Rigel Announces R289 Granted Fast Track Designation by the FDA for Lower-Risk MDS
Rigel Announces R289 Granted Fast Track Designation by the FDA for Lower-Risk MDS
Fast track is a process designed to facilitate the development and expedite the review of drugs to treat serious conditions and fill an unmet medical need. A drug that receives Fast Track designation may benefit from more frequent interactions with the FDA over the course of drug development. In addition, the Fast Track program allows for eligibility for Accelerated Approval and Priority Review, if relevant criteria are met.SOUTH SAN FRANCISCO, Calif., Dec. 2, 2024 /PRNewswire/ -- Rigel Pharmaceuticals, Inc. (Nasdaq: RIGL), a commercial stage biotechnology company focused on hematologic disorders and cancer, today announced that the U.S. Food and Drug Administration (FDA) has granted Fast Track designation to R289 for the treatment of patients with previously-treated transfusion dependent lower-risk myelodysplastic syndrome (LR-MDS). R2891, Rigel's potent and selective dual inhibitor of IRAK1 and IRAK4, is being studied in an ongoing Phase 1b study evaluating the safety, tolerability, pharmacokinetics and preliminary activity in patients with LR-MDS who are relapsed or refractory to prior therapies.
加州南舊金山,2024年12月2日 / PRNewswire / - 瑞吉製藥公司(Nasdaq:RIGL),一家專注於血液學和癌症的商業階段生物技術公司,今天宣佈美國食品和藥物管理局(FDA)已授予R289用於治療曾接受治療的輸血依賴性低風險骨髓增生異常綜合徵(LR-MDS)患者的快速通道指定。
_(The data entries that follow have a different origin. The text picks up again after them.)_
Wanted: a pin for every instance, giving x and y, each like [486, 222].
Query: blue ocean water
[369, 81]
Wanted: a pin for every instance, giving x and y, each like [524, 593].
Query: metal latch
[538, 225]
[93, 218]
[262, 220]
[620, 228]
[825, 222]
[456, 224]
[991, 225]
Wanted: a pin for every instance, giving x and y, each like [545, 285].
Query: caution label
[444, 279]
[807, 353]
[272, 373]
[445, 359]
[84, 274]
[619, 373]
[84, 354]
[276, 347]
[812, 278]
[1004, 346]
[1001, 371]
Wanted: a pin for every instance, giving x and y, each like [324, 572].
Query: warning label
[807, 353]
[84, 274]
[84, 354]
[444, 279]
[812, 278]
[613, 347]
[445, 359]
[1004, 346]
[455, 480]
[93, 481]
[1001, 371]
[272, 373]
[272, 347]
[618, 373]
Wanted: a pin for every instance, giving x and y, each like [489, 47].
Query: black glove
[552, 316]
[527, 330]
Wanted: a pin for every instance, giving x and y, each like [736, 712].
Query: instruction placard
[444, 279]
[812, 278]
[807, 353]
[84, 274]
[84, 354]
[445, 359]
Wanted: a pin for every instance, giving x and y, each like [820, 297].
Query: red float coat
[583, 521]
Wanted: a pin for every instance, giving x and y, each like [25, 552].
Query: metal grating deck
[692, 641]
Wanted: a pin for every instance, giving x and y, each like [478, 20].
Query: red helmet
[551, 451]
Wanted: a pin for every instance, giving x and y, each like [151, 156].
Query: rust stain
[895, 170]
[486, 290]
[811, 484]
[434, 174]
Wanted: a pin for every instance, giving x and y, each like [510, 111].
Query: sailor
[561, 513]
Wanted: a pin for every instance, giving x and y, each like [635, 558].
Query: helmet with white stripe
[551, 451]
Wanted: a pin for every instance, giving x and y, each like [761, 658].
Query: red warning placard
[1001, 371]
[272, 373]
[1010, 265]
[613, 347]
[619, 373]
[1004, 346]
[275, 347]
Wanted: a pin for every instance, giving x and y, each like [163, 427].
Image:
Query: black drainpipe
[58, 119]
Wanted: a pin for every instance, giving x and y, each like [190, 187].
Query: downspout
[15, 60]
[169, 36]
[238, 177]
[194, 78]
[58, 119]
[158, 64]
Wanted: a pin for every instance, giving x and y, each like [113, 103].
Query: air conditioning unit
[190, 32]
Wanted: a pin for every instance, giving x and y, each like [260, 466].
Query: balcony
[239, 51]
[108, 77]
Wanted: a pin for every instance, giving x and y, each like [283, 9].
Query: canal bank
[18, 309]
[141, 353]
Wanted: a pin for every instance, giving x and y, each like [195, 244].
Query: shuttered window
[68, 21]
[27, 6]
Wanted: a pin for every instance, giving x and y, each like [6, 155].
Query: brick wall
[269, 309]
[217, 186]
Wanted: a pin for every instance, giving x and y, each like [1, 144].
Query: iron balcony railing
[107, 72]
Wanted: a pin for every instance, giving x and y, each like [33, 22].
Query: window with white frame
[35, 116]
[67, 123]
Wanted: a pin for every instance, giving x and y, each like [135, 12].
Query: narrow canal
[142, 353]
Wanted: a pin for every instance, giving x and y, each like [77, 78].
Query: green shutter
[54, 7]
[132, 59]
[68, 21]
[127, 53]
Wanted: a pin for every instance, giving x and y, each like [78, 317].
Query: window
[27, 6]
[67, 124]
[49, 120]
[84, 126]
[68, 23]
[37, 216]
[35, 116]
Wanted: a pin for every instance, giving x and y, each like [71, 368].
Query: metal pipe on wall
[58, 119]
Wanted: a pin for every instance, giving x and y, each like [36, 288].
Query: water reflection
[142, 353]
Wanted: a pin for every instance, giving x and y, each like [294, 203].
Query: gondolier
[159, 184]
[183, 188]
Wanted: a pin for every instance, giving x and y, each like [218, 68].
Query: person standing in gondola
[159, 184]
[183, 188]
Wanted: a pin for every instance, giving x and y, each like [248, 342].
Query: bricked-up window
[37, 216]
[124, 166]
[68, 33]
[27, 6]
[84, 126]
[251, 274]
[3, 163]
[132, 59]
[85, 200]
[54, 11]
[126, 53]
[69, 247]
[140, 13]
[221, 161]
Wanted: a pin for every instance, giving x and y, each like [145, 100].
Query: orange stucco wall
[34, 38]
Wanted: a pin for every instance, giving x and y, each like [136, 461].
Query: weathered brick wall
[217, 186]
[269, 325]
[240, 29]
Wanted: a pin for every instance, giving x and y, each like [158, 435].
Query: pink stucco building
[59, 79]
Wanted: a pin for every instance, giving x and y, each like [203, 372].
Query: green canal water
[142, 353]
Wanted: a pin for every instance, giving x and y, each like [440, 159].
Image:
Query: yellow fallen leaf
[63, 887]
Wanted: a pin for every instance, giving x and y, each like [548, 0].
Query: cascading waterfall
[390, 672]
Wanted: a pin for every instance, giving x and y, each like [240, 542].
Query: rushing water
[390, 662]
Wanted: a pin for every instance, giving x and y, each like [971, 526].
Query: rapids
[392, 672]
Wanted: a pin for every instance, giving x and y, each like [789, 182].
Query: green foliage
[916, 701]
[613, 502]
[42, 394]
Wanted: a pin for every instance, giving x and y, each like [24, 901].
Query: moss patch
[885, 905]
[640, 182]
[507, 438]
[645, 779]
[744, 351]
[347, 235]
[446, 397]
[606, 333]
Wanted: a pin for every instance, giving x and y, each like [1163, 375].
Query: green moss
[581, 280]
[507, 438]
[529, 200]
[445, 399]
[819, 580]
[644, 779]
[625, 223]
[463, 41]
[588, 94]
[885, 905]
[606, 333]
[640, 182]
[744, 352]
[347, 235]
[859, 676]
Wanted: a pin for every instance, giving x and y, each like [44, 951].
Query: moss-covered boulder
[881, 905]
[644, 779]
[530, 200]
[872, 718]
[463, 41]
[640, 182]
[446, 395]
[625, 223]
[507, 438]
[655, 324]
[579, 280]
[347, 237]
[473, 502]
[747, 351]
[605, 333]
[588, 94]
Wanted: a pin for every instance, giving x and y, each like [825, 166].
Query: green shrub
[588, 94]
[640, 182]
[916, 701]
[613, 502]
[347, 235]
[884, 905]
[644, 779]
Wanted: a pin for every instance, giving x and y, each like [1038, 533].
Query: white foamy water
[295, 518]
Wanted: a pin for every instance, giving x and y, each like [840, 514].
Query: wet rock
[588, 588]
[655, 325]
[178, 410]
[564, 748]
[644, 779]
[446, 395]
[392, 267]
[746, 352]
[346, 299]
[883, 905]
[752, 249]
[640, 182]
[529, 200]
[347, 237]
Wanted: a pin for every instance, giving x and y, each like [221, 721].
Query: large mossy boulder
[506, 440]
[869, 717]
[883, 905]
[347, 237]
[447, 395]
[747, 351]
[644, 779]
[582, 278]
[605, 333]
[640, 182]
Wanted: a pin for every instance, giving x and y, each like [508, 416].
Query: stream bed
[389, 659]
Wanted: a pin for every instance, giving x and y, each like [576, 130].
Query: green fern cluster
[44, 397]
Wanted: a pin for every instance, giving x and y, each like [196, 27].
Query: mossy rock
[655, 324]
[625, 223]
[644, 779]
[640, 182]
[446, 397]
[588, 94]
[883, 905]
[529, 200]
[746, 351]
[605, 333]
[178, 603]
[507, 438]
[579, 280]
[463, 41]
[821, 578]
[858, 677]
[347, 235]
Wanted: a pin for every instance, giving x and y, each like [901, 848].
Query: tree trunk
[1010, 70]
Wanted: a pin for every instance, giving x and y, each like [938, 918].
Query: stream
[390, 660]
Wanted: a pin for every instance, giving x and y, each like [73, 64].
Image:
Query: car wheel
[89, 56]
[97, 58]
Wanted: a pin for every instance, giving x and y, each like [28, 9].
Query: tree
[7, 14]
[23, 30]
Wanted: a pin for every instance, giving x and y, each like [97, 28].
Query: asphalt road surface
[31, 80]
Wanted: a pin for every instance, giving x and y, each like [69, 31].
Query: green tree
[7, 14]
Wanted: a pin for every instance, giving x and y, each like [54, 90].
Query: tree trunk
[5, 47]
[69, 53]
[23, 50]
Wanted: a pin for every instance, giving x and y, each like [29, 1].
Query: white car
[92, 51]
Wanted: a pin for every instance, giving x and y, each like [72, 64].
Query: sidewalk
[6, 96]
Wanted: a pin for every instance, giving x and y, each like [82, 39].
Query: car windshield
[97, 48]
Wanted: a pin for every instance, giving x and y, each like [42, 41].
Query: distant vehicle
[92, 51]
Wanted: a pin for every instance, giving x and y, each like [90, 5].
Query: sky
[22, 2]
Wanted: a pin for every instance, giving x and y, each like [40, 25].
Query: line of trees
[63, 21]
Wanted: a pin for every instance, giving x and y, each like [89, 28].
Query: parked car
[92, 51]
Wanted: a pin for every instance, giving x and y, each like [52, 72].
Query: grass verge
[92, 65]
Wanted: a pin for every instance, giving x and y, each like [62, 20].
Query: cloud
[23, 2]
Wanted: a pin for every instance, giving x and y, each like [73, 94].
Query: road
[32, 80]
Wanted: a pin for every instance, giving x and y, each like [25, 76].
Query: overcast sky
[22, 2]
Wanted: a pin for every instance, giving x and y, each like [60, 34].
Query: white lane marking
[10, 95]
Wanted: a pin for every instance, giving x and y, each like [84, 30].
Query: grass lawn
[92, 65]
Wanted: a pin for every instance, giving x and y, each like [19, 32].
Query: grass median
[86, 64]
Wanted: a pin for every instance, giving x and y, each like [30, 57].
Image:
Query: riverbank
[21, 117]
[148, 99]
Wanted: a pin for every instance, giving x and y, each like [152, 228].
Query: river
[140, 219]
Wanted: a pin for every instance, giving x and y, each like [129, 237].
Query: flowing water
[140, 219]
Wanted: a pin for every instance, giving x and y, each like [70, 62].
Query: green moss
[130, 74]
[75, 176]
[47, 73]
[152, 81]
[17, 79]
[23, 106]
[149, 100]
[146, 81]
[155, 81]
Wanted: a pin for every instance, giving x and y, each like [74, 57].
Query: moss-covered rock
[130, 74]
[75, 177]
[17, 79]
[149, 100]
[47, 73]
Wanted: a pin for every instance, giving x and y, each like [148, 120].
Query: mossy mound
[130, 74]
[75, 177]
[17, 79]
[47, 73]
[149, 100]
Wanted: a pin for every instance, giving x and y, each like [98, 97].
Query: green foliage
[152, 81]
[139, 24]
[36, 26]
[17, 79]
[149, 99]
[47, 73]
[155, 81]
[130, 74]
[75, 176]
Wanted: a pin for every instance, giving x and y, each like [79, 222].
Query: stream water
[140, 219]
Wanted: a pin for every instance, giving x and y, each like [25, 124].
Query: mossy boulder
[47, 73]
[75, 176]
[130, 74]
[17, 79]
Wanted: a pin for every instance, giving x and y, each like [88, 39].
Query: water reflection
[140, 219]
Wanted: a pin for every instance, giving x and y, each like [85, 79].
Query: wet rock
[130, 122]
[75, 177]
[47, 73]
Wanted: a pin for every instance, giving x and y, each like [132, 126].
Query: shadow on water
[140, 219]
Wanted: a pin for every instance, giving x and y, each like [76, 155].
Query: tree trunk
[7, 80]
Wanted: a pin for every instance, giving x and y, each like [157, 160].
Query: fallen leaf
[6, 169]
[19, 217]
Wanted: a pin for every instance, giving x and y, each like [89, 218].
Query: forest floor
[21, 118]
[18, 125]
瑞吉R2891是強效和選擇性的IRAK1和IRAK4雙重抑制劑,在一項正在進行的第10階段研究中正在評估對先前治療後仍然依賴輸血的LR-MDS患者的安全性,耐受性,藥代動力學和初步活性。
"We are pleased that R289 has been granted Fast Track designation, which underscores the significant unmet need for patients with transfusion dependent lower-risk MDS," said Raul Rodriguez, Rigel's president and CEO. "By targeting inflammatory signaling, we believe that R289 has the potential to meaningfully improve the lives of those living with this disease."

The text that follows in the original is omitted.